Those Greek originals (or, at least, copies of copies) would not be available for another century and, thus, Latin translations of Homer were not completed  until the mid-1500s; so, the "epic" tradition, as originally Greek as it might have been, passed into and through our Middle Ages and into modern times as "Virgilian" rather than "Homeric". When Dante sat around with his friends in 1300 talking about Homer —as he must have done— he knew about Homer and mythical Troy only through references in Roman writers, primarily Virgil, and through the veil of mythology, one much more impenetrable to him than it is to us today. Homer and Classical Greece  must have seemed to Dante as, perhaps, tales of Atlantis do to us, today. But Virgil? The entire Middle Ages knew Virgil —he was on the bookshelf. They quoted his language; indeed, they still wrote in Virgil's language, Latin,  though, ironically, it would be Dante, himself, to desert that language for the vernacular form later to become known as "Italian". 
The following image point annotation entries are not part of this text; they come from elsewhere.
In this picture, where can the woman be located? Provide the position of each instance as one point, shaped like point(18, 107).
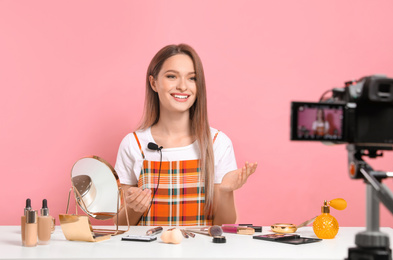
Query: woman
point(320, 126)
point(193, 184)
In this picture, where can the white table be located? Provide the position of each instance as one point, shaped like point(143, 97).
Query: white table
point(200, 247)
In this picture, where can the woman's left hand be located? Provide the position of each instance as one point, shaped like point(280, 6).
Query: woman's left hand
point(235, 179)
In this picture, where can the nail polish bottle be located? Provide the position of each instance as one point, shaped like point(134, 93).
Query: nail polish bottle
point(23, 221)
point(31, 228)
point(44, 224)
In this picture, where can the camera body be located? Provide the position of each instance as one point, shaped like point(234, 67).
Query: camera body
point(361, 113)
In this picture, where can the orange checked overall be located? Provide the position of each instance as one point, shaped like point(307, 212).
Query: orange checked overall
point(180, 197)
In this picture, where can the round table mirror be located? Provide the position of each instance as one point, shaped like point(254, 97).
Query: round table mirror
point(96, 187)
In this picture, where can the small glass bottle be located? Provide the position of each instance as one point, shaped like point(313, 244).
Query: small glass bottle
point(325, 225)
point(23, 221)
point(44, 224)
point(31, 228)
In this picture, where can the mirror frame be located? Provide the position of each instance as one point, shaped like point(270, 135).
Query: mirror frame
point(121, 202)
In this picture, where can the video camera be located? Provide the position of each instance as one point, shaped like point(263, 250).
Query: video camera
point(361, 113)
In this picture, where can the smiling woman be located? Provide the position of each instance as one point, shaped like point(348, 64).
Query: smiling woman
point(189, 178)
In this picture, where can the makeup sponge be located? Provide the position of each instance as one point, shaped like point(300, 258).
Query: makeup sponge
point(172, 236)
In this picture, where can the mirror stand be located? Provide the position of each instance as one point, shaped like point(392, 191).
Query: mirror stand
point(100, 215)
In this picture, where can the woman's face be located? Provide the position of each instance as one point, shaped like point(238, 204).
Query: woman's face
point(320, 114)
point(176, 84)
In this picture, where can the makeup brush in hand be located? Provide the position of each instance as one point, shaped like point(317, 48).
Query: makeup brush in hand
point(208, 231)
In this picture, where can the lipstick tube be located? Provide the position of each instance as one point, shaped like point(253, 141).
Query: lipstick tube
point(238, 230)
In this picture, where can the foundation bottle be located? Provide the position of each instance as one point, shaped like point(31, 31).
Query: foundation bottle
point(23, 221)
point(45, 223)
point(31, 228)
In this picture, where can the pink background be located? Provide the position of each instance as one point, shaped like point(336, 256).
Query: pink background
point(72, 84)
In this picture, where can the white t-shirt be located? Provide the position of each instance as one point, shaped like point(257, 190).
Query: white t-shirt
point(129, 158)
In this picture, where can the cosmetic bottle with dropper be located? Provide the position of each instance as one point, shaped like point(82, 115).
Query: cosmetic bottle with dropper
point(23, 221)
point(44, 224)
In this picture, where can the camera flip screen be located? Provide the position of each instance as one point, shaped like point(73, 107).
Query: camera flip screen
point(317, 121)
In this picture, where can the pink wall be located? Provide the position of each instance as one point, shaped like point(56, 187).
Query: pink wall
point(72, 84)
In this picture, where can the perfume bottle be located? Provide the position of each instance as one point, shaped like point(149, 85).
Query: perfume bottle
point(44, 224)
point(325, 225)
point(23, 221)
point(31, 228)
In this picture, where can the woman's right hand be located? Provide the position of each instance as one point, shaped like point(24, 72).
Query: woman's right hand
point(137, 199)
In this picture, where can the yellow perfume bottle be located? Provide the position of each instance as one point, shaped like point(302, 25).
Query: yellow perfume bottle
point(325, 225)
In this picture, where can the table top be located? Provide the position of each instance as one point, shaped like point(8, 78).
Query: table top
point(200, 247)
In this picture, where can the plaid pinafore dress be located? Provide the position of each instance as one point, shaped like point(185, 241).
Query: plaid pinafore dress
point(180, 197)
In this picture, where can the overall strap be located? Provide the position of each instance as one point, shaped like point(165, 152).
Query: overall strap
point(215, 136)
point(139, 144)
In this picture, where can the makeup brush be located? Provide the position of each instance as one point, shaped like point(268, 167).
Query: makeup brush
point(208, 231)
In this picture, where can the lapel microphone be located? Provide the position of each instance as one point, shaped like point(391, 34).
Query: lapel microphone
point(153, 146)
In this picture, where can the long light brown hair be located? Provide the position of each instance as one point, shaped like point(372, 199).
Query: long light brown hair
point(198, 113)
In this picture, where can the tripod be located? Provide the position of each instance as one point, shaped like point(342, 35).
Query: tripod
point(370, 244)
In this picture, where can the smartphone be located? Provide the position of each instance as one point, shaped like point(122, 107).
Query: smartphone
point(139, 238)
point(287, 238)
point(276, 237)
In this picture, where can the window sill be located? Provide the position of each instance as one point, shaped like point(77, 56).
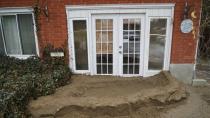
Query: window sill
point(21, 56)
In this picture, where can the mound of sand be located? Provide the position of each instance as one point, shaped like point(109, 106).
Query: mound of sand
point(110, 97)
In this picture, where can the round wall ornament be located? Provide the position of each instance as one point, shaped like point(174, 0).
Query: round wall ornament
point(187, 26)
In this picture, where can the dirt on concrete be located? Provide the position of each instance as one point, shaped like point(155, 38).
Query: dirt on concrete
point(111, 97)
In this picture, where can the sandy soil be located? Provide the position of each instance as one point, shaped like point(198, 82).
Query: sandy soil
point(160, 96)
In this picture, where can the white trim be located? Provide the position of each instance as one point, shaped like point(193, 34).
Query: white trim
point(18, 30)
point(15, 11)
point(35, 34)
point(5, 49)
point(162, 10)
point(167, 52)
point(121, 6)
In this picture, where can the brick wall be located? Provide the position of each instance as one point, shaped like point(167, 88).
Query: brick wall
point(54, 29)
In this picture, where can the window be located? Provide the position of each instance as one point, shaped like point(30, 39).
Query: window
point(157, 43)
point(17, 35)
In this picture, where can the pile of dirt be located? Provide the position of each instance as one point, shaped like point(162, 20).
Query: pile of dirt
point(111, 97)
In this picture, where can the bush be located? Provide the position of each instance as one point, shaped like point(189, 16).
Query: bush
point(21, 80)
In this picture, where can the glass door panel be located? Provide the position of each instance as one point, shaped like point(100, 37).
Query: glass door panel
point(104, 46)
point(80, 44)
point(157, 43)
point(131, 45)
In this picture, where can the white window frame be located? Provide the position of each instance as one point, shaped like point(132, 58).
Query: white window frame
point(15, 11)
point(149, 10)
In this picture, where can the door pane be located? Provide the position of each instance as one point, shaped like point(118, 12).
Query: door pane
point(11, 35)
point(80, 43)
point(2, 49)
point(27, 33)
point(131, 45)
point(104, 46)
point(157, 43)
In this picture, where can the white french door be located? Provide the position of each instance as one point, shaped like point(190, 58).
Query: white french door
point(118, 44)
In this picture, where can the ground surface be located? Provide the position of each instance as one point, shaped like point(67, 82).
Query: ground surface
point(112, 97)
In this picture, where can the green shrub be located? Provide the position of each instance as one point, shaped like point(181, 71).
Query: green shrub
point(21, 80)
Important sections of the Aeneid play out in the area around Naples. It is no problem at all, today, to walk up to the height of Posillipo where Virgil must have stood. It was called Posillipo even then, so named by Greeks centuries earlier —Pavsillipon, the "place where unhappiness ends". From there you can look west across the Bay of Pozzuoli, as Virgil must have looked as he struggled to put into poetry the mythology and events that were ancient even to him. You see a point of land that closes the bay at the other end. This is where Aeneas' comrade, Misenus, master of the sea-horn—the conch-shell—made "the waves ring" with his music and challenged the sea-god Triton to musical battle. For his troubles, he was dashed into the sea and killed by "jealous Triton". Then 

"...Pious Aeneas
sets up a mighty tomb above Misenus
bearing his arms, a trumpet, and an oar;
it stands beneath a lofty promontory,
now known as Cape Misenus after him:
it keeps a name that lasts through all the ages."

"All the ages" is a long time, but at least 2,000 years later, it is still Cape Miseno. 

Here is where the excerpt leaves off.